I am just getting started so I apologize if this is a silly question.

I am trying to import data that is in fasta file format with no line breaks.

For example

S034NL_917TGGGGAATTTAGG>S034TL_42718
TGGGGAA

I used this code listed on the QIIME2 tutorial for unaligned sequence data saved into FASTA files:

qiime tools import
--input-path sequences.fna
--output-path sequences.qza
--type 'FeatureData[Sequence]'

but I get an error code stating that it is not in DNAFASTA format file. is that because it is a text file formatted in one line with no line breaks? If I add line breaks can I import using this format?

Thank you for your help!
Samara

ebolyen · March 22, 2018, 9:14pm

Hi @sbrifkin27!

Everyone has to start somewhere!

Yes and yes. How did you end up with a FASTA file without line-breaks? I've never seen such a thing!

Otherwise, your command looks good, so as soon as you format it more like this:

>S034NL_917
TGGGGAATTTAGG
>S034TL_42718
TGGGGAA

You'll be all set.

sbrifkin27 · April 10, 2018, 1:48pm

Thanks so much for help! I was able to upload the data after I fixed the format of the fasta file. Sorry to bombard you with questions, but I am now trying to demultiplex the data now with the following command:

qiime demux emp-single --i-seqs sequences.qza --m-barcodes-file sample-metadata --m-barcodes-column PatientID --o-per-sample-sequences demux.gza

but I keep getting the following error prompt:
Plugin error from demux:

Argument to parameter 'seqs' is not a subtype of EMPPairedEndSequences | EMPSingleEndSequences | RawSequences.

Is that because the data has already been demultiplexed and I should skip the demultiplexing process?
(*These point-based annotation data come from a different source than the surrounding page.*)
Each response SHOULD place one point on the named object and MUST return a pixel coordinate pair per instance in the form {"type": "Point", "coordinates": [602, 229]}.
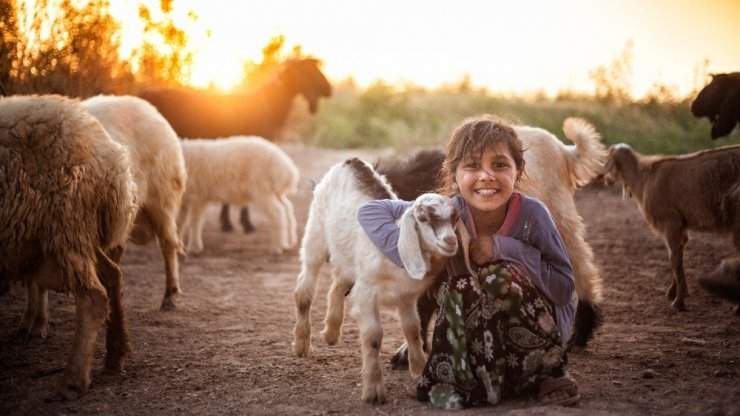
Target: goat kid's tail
{"type": "Point", "coordinates": [588, 153]}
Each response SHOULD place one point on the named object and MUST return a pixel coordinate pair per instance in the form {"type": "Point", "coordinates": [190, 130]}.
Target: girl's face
{"type": "Point", "coordinates": [486, 183]}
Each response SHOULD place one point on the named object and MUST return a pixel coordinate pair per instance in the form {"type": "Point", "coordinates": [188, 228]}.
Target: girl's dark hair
{"type": "Point", "coordinates": [470, 139]}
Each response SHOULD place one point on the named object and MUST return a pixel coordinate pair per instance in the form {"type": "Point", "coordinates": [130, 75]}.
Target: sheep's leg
{"type": "Point", "coordinates": [246, 223]}
{"type": "Point", "coordinates": [195, 240]}
{"type": "Point", "coordinates": [677, 292]}
{"type": "Point", "coordinates": [371, 337]}
{"type": "Point", "coordinates": [163, 220]}
{"type": "Point", "coordinates": [117, 342]}
{"type": "Point", "coordinates": [411, 326]}
{"type": "Point", "coordinates": [225, 219]}
{"type": "Point", "coordinates": [183, 223]}
{"type": "Point", "coordinates": [275, 211]}
{"type": "Point", "coordinates": [289, 213]}
{"type": "Point", "coordinates": [35, 321]}
{"type": "Point", "coordinates": [340, 286]}
{"type": "Point", "coordinates": [587, 276]}
{"type": "Point", "coordinates": [91, 309]}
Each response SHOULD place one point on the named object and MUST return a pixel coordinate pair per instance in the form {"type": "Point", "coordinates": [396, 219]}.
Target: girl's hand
{"type": "Point", "coordinates": [481, 250]}
{"type": "Point", "coordinates": [438, 265]}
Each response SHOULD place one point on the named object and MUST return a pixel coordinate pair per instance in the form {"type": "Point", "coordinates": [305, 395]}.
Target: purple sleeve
{"type": "Point", "coordinates": [378, 219]}
{"type": "Point", "coordinates": [542, 255]}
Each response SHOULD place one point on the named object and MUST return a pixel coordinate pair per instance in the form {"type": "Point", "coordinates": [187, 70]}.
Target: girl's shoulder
{"type": "Point", "coordinates": [533, 207]}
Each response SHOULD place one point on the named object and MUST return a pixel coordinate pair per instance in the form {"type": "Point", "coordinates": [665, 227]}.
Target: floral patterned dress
{"type": "Point", "coordinates": [495, 336]}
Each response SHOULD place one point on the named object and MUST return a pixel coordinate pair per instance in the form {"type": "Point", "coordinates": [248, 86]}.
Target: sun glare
{"type": "Point", "coordinates": [500, 45]}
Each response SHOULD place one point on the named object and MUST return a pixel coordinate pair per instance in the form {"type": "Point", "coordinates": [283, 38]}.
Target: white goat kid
{"type": "Point", "coordinates": [427, 229]}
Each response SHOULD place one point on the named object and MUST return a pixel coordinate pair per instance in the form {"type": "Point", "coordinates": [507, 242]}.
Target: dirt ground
{"type": "Point", "coordinates": [227, 349]}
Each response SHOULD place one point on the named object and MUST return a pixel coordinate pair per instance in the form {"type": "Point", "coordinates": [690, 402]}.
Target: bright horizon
{"type": "Point", "coordinates": [507, 47]}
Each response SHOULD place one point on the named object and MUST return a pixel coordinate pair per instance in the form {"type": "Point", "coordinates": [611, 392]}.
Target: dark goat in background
{"type": "Point", "coordinates": [261, 112]}
{"type": "Point", "coordinates": [720, 102]}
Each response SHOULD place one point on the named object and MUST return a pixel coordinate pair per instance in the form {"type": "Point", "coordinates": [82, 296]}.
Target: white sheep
{"type": "Point", "coordinates": [159, 172]}
{"type": "Point", "coordinates": [239, 170]}
{"type": "Point", "coordinates": [427, 229]}
{"type": "Point", "coordinates": [67, 203]}
{"type": "Point", "coordinates": [698, 192]}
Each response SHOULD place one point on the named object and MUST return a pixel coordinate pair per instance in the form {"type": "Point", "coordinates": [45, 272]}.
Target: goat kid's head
{"type": "Point", "coordinates": [427, 229]}
{"type": "Point", "coordinates": [307, 79]}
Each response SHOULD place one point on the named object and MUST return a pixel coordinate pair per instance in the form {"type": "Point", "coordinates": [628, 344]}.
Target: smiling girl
{"type": "Point", "coordinates": [507, 300]}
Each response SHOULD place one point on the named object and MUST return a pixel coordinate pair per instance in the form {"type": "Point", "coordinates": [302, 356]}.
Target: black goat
{"type": "Point", "coordinates": [262, 112]}
{"type": "Point", "coordinates": [720, 102]}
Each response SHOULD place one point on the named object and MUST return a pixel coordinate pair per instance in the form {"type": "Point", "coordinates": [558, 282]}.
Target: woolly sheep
{"type": "Point", "coordinates": [242, 170]}
{"type": "Point", "coordinates": [698, 192]}
{"type": "Point", "coordinates": [67, 202]}
{"type": "Point", "coordinates": [553, 172]}
{"type": "Point", "coordinates": [719, 101]}
{"type": "Point", "coordinates": [261, 112]}
{"type": "Point", "coordinates": [427, 230]}
{"type": "Point", "coordinates": [159, 172]}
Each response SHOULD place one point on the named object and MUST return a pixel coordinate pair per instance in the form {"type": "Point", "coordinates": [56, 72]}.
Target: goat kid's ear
{"type": "Point", "coordinates": [409, 248]}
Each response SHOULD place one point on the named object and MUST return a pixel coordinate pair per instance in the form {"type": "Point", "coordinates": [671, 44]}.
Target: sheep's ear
{"type": "Point", "coordinates": [409, 248]}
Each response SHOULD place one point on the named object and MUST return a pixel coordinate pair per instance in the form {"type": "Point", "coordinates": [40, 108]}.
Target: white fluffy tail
{"type": "Point", "coordinates": [588, 153]}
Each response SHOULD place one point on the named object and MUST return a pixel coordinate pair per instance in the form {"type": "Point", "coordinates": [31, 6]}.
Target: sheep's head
{"type": "Point", "coordinates": [308, 80]}
{"type": "Point", "coordinates": [709, 99]}
{"type": "Point", "coordinates": [427, 229]}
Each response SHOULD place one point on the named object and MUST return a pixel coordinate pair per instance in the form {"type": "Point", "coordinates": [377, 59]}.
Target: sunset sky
{"type": "Point", "coordinates": [507, 46]}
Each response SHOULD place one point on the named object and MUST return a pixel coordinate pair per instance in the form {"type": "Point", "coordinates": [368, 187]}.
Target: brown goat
{"type": "Point", "coordinates": [67, 203]}
{"type": "Point", "coordinates": [261, 112]}
{"type": "Point", "coordinates": [698, 192]}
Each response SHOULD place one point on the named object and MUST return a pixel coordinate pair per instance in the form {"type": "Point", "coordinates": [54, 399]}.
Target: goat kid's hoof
{"type": "Point", "coordinates": [301, 348]}
{"type": "Point", "coordinates": [678, 305]}
{"type": "Point", "coordinates": [330, 336]}
{"type": "Point", "coordinates": [374, 394]}
{"type": "Point", "coordinates": [66, 392]}
{"type": "Point", "coordinates": [169, 303]}
{"type": "Point", "coordinates": [671, 293]}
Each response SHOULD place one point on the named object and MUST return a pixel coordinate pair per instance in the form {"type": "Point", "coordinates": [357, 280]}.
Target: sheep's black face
{"type": "Point", "coordinates": [707, 103]}
{"type": "Point", "coordinates": [309, 81]}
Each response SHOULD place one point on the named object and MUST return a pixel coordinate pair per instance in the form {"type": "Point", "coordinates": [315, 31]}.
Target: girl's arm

Thank you so much for your help!
Samara

ebolyen · April 13, 2018, 2:40pm

Hi @sbrifkin27,

Sorry for the delayed response.

Could you elaborate on the purpose of this FASTA file? There's two notions of it in QIIME 2, as SampleData[Sequences] and FeatureData[Sequence]. You've imported as the latter which means you've already selected your "features" and are associating some sequence information with them. Demultiplexing doesn't really make sense in that context.

But if these are sequences for you samples, then you are probably dealing with post-split-libraries output? In which case you need to import as SampleData[Sequences] instead and use qiime vsearch to perform OTU clustering/feature-selection.

Let me know if you need more specific details!

system · May 14, 2018, 8:41pm

This topic was automatically closed 31 days after the last reply. New replies are no longer allowed.